Niewinni gwałtu zbiorowego. "Zażenowanie" po wyroku w Szwecji
Głośny wyrok ws. zbiorowego gwałtu na młodej Szwedce w Sztokholmie. Sąd uniewinnił pięciu mężczyzn, choć w ich winę mało kto wątpi. Zawiedli jednak prokuratorzy i ich błędy w śledztwie. Adwokatka poszkodowanej mówi o zażenowaniu wyrokiem i zapowiada walkę w apelacji.
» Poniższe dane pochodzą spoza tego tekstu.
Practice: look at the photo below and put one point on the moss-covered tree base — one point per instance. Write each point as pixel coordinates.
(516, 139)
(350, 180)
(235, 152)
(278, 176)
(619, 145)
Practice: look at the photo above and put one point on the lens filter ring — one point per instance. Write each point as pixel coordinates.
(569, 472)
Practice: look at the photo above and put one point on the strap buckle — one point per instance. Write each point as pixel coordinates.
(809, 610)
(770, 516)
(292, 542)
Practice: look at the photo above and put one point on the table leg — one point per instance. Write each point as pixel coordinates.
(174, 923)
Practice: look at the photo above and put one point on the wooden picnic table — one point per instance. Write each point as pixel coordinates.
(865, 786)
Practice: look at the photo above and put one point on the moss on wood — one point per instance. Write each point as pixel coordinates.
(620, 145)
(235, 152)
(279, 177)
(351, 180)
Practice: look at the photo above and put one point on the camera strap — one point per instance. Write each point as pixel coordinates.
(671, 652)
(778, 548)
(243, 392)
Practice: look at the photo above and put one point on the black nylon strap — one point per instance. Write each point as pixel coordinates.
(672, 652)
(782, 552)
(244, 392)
19.12.2017 | aktual.: 25.03.2022 13:04
Uniewinnionych zostało pięciu mężczyzn, którym śledczy zarzucili zgwałcenie kobiety latem 2016 roku w dzielnicy Fittja, na przedmieściach szwedzkiej stolicy. Szczegóły napaści nie są znane, ale policjanci mówili nieoficjalnie o "brutalnym ataku". Zdaniem sądu nie ma jednak wystarczających dowodów, aby oskarżonych uznać winnych tego przestępstwa.
Sąd okręgowy w Södertörn miał co prawda zapis monitoringu z klatki schodowej, gdzie doszło do napaści, ale uznał, że to za mało na wyrok skazujący. Podobnie jak wyniki obdukcji, która wykazała liczne obrażenia na ciele kobiety - zauważa thelocal.se.
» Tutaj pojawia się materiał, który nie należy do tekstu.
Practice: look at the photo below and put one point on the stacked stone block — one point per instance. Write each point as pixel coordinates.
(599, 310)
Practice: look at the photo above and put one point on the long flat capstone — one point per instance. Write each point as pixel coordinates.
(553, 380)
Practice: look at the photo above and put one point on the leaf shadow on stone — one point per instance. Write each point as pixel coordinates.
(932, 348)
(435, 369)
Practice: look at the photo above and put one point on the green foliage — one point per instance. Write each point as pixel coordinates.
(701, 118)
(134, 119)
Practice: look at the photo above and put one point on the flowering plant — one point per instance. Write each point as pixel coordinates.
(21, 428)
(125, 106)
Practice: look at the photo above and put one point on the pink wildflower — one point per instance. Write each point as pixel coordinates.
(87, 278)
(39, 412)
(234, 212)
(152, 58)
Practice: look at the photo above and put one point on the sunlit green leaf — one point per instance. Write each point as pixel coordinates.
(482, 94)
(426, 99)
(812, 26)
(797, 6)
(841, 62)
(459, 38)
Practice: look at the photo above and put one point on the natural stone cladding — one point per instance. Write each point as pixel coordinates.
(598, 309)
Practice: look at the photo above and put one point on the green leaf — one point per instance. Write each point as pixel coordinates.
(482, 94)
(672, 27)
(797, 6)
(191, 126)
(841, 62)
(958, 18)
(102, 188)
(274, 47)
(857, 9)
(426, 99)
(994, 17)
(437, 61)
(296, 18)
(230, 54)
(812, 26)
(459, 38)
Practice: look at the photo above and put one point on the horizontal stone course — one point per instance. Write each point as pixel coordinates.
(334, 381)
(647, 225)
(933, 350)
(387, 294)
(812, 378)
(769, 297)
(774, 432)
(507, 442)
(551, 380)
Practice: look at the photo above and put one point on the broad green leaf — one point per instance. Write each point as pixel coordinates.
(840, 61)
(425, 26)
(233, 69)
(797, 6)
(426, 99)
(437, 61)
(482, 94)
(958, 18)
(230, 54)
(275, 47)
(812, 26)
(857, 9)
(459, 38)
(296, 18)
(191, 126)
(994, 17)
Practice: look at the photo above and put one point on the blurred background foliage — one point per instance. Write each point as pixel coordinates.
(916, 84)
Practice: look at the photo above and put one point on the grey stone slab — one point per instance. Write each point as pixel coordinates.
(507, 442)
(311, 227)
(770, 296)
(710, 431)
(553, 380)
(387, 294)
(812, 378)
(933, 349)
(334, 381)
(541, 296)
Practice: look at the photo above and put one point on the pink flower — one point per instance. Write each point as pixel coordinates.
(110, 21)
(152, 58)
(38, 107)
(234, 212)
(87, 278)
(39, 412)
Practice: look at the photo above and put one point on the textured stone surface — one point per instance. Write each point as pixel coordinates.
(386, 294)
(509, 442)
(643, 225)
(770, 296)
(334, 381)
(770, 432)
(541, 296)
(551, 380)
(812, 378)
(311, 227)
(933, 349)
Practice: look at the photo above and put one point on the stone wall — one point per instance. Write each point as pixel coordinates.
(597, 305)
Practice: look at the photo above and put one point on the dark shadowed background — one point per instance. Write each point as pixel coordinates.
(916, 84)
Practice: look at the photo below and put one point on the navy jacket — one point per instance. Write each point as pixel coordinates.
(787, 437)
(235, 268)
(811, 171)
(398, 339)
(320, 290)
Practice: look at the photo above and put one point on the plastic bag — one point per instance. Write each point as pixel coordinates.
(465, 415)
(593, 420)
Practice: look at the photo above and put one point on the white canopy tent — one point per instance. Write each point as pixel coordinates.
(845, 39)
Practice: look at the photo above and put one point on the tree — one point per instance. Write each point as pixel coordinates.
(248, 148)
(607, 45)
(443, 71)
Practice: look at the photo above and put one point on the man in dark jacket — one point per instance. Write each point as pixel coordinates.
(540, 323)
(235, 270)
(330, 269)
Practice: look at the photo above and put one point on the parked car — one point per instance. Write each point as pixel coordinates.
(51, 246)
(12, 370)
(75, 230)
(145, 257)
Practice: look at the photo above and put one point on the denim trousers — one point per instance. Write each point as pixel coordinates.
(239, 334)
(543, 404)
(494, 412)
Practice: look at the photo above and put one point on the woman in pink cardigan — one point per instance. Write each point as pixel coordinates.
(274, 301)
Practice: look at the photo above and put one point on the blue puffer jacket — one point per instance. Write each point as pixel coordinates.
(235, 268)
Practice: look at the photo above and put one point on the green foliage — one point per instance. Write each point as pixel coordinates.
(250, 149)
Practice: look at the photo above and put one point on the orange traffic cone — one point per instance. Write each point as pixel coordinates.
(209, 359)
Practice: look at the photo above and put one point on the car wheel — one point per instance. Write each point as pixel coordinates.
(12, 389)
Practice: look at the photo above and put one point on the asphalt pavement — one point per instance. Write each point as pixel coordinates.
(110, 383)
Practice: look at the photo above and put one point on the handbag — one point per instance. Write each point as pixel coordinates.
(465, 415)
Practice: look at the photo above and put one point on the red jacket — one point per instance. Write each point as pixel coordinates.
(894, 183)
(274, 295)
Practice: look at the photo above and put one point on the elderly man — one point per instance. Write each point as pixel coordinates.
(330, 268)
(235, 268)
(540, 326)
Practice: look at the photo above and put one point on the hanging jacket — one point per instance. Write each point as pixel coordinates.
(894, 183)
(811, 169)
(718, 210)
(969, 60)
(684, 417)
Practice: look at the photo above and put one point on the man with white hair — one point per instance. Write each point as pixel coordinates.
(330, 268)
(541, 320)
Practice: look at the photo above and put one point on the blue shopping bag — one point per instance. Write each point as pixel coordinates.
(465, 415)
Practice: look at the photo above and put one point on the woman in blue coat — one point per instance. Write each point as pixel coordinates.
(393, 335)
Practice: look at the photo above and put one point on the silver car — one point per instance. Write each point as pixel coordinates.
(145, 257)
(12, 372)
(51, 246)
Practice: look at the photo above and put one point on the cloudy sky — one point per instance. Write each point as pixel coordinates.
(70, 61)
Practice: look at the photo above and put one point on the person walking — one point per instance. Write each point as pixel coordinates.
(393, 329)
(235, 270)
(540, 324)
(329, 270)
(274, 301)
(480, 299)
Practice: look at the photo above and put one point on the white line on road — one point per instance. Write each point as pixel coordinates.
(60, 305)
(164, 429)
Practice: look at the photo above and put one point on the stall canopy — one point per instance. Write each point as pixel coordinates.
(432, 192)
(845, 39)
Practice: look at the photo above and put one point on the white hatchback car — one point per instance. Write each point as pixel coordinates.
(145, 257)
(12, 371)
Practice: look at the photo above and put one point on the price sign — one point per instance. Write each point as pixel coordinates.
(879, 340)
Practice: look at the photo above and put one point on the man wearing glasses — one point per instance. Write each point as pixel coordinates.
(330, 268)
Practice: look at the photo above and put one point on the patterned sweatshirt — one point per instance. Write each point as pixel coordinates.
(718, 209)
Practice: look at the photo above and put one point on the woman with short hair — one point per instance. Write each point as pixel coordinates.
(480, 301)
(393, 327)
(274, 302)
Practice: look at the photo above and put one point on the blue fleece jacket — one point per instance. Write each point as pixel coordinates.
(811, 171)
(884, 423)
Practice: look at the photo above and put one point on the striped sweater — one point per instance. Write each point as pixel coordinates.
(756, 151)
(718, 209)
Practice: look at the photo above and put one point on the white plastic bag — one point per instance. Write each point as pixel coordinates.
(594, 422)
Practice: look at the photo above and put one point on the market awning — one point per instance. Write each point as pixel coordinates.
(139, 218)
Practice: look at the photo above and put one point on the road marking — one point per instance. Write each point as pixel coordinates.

Oskarżeni przyznali bowiem, że uprawiali seks z kobietą, ale ta miała to robić dobrowolnie. Sąd uznał, że nie ma wystarczających dowodów, żeby obalić tę linię obrony.
- Wszystkie strony zgadzają się z tym, że na etapie śledztwa doszło do wielu błędów. Do tego dochodzą niespójne zeznania pokrzywdzonej zaraz po zgłoszeniu gwałtu i później, już w śledztwie. Wyrok nie może być inny - uzasadniała sędzia Erica Hemtke.
"Nie poddajemy się"
Prawniczka reprezentująca kobietę napisała w oświadczeniu, że czuje się taką decyzją sądu zażenowana.
"Wyrok jest dla naszego systemu prawnego dużym kłopotem. Żaden sprawca nie może pozostać bezkarnym po tak okrutnym i bezwzględnym gwałcie. Ten atak był najbardziej brutalny, z jakim miałam do czynienia przez 26 lat pracy" - napisała prawniczka Elisabeth Massi Fritz.
"Zamierzam walczyć o swoją klientkę. Odwołamy się do sądu apelacyjnego - nie poddajemy się" - dodała.